> I think this a great way of presenting type features that interact! props to the author for cooking it up
It's a great way to present it, but like Scala's infamous "Periodic Table of Dispatch Operators", stuff like is rather off putting. Why use crude sigils when you could just as well use easily understood keywords (like ref, out, unsafe etc. in C-Sharp)?
It's nice to have very common features be syntactically lightweight, and sigils are incredibly lightweight compared to two-or-three character keywords. Rust code uses these pointers in all but the most trivial code, so they'll be showing up a lot; in contrast, I suspect as a non-C# programmer that ref and out are not as widely used in most C# codebases as ~ and & are in Rust. There are also not that many sigils, all told—three sigils for pointers plus a few other operators that appear in this table.
Additionally, this table is different from the tables of Scala dispatch operators, Perl operators, &c because of its regularity—it has two axes and a good deal of the information presented is a straightforward function of a cell's position in the table[1]. For example, the entry in the Owned column and the String row is going to be an... owned string, which is going to be prefixed with ~ (like every cell in the Owned column) and have a base type of str (like every cell in the String row).
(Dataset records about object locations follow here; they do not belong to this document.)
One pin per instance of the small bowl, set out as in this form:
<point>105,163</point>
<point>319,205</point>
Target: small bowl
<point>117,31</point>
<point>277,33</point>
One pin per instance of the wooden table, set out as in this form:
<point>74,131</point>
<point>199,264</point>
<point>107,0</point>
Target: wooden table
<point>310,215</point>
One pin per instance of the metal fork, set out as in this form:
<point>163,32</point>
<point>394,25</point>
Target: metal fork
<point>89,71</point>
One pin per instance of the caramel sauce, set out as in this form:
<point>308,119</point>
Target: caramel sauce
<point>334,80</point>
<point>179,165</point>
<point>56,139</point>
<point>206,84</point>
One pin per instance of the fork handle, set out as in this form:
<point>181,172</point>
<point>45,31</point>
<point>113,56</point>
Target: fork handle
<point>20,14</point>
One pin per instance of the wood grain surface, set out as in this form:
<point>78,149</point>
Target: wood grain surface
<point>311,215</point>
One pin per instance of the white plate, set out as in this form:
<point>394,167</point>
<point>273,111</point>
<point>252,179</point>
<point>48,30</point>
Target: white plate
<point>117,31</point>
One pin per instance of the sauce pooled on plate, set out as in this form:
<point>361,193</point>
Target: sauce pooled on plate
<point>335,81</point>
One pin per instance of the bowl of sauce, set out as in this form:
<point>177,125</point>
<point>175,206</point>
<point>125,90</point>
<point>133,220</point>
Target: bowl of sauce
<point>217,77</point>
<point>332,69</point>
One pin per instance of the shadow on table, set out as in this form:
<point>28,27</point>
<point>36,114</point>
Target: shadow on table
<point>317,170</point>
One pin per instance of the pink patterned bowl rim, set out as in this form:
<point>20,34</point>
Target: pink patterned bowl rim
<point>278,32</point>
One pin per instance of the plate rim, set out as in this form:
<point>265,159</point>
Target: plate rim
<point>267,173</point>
This is a far cry from the table of Scala's dispatch operators, in which there's no consistent indication of what a given operator will necessarily do aside from a general grouping of like operators.
[^1, edit]: That isn't to say that ALL the information is a (predictable) function of a cell's position in the table. Some of that irregularity comes from arguably expected consequences of Rust semantics (e.g. of course you can't have a bare string, because you can only have bare values whose sizes are known in advance, and you don't know how long a string will be) while some is genuinely arbitrary, like the syntactic sugar for functions.
Re: the dispatch periodic table. This is from a library in Scala (a web client called dispatch) that was someone's first project in Scala and went very overboard on the use of operators. It is generally considered bad design.
Just to avoid any misunderstandings: The linked page is a (very nicely done) joke. These are not Scala operators, but (by now retired) operators of a particular third party library for Http dispatch.
That's a shame, I happen to like the use of sigils to denote pointer types, to my eyes it makes code a lot easier to read.
Out of curiosity why are they making the change? And will they add the `let x = box Thing` syntax or as an optional addition to the language or will it fully replace the old `let = ~Thing` syntax?
I think the idea is to make heap allocation taxing to type. Basically the sigil is too easy to type, so its easy for application to just allocates a whup ass of memory. So, this way it might force you to think about each allocation.
There are some trends. Types to the right are "subsets" of types to the left; e.g. a &mut T can coerce to a &T, similarly, you can box a T into a ~T, or take references to get an &mut T or &T.
periodicity refers to (originally) that the trends are cyclical with respect to atomic mass - we now know that it's with respect to atomic number and that the period increases (2 - 8 - 18 - much more) but nonetheless between multiple rows there's an increasing valence. Hence there is a repeating aspect 'period' driven by a connection between row n and n+1 (row n+1 immediately follows row n in atomic number). There's no connection between row n and row n+1 in this table of rust types. The vertical organization is completely arbitrary, there is no ascending value across the table, and therefore it's not periodic.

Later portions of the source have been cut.